Many of the artists fantasize about crime. In 1976's "Petite Morte," Joey Epstein envisions an all-woman street gang called the Tenderettes that rolls men for drug money — until one gang member develops a strange and lethal passion for their marks. In Melinda Gebbie's 1976 "The Confectionary," a sex-starved woman holds up a couple, kills the woman and rapes the man. Sharon Rudahl tells of a woman helping her son escape from a Mexican jail in "Jailbreak at Hermosillo."
Some artists simply turn a wry eye on the mundanities of life. In 1988, Mary Fleener recalls her friendship with a self-dramatizing "Trauma Mama." In Teresa Richards' 1976 "Chapstick," a woman fantasizes a steamy, explicit tryst on an elevator, then settles down to watch "Mary Hartman, Mary Hartman."

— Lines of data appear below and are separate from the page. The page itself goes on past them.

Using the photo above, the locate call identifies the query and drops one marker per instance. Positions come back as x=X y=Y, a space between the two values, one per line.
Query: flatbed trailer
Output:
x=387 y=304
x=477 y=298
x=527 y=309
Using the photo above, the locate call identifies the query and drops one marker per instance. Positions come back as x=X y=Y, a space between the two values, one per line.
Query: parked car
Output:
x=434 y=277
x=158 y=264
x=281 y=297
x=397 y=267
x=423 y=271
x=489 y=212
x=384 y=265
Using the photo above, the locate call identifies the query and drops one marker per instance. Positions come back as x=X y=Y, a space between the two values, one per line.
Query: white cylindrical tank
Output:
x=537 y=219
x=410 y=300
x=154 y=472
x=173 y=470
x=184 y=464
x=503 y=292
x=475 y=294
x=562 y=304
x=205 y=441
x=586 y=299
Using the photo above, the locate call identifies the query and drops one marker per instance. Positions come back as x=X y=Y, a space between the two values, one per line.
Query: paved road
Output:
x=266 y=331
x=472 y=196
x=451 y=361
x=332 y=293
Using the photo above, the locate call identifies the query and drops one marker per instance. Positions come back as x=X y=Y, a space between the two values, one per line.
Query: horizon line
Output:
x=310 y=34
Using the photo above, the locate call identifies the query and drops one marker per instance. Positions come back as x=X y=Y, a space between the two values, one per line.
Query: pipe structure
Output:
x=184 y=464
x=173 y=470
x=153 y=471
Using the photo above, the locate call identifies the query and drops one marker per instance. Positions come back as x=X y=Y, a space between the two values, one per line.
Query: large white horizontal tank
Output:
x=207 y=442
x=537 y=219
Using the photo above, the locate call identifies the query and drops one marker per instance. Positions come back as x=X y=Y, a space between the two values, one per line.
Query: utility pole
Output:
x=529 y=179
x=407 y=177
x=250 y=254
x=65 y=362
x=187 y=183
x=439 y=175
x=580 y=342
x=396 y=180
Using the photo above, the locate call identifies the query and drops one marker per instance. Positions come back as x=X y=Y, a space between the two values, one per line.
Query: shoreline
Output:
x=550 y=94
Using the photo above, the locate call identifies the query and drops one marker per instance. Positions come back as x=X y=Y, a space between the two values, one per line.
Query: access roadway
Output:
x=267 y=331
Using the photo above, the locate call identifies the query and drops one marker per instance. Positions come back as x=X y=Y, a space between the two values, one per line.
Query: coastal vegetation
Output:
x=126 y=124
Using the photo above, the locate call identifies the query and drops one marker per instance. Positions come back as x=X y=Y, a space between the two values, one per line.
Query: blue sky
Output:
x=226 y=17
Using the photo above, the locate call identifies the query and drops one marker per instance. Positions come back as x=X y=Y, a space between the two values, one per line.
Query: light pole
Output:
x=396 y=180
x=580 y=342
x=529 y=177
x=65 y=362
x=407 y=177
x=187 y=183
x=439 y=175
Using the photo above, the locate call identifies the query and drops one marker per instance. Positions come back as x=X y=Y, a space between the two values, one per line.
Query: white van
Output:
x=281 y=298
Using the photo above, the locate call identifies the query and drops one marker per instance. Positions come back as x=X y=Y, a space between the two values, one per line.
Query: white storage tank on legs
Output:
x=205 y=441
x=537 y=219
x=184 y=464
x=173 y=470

It may be hard to see how "Mary Hartman, Mary Hartman" and female-on-male rape can find homes in the same publication. But there's a strong, common current of energy unifying Wimmen's Comix. That's partly because some feminist issues, like abortion, are as fraught today as they were back in 1971. It's also because the collective seems to have remained mostly white, as far as can be judged from the photos in the introduction and the skin tone that predominates in the comics. It's genuinely painful to imagine the radical, clashing perspectives that might have been found in these pages if the collective had only reached out to more women of color.
They did reach out to a huge number of contributors — apparently regardless of artistic talent. The artwork is a total grab bag, ranging from the polished creations of Rudahl, Trina Robbins, Phoebe Gloeckner and Dot Bucher to painfully amateurish doodles by creators better left unnamed. Mixed in is subversive work in which wild, even ugly scrawls evoke an unnerving sense of chaos (Dori Seda, Diane Noomin and the perennially obstreperous Aline Kominsky-Crumb). There's even the occasional contribution from a soon-to-be-notable name (Lynda Barry, Alison Bechdel, Julie Doucet).
There's one more reason for the unity of spirit in Wimmen's Comix: These these artists, all clearly in agreement that "the personal is political," are much more comfortable with the first half of that pairing. They do tackle equal pay for equal work in the publication's early years and AIDS in later ones, with a dizzying assortment of topics in between. Rape, prostitution, sexual harassment, vegetarian cooking, science fiction, gothic romances, socks, bondage, nuns, farting, motorcycles and magic all feature in these pages. There are feminist fairy tales, stories of Harriet Tubman and Julia Pastrana, the Ugliest Woman in the World, a board game, and a pointillist study of a cervix. There's even a 3-D issue (glasses included).
Still, though, these comics largely stick to the personal, to relationships and fantasies and the absurdities of everyday life. Whether it's 1971 or 1989, the contributors' favorite topics are self-definition and men, men, men. (Not to mention sex, sex, sex. Everyone is doing it in these pages, including cats and bugs.)
This says something about the nature of women and the nature of comics. It may be that, however revolutionary women's goals are, our first impulse is always to change ourselves before we take on the world at large. And it seems that no matter how talented the artist, it's just really hard to be funny about equal pay for equal work.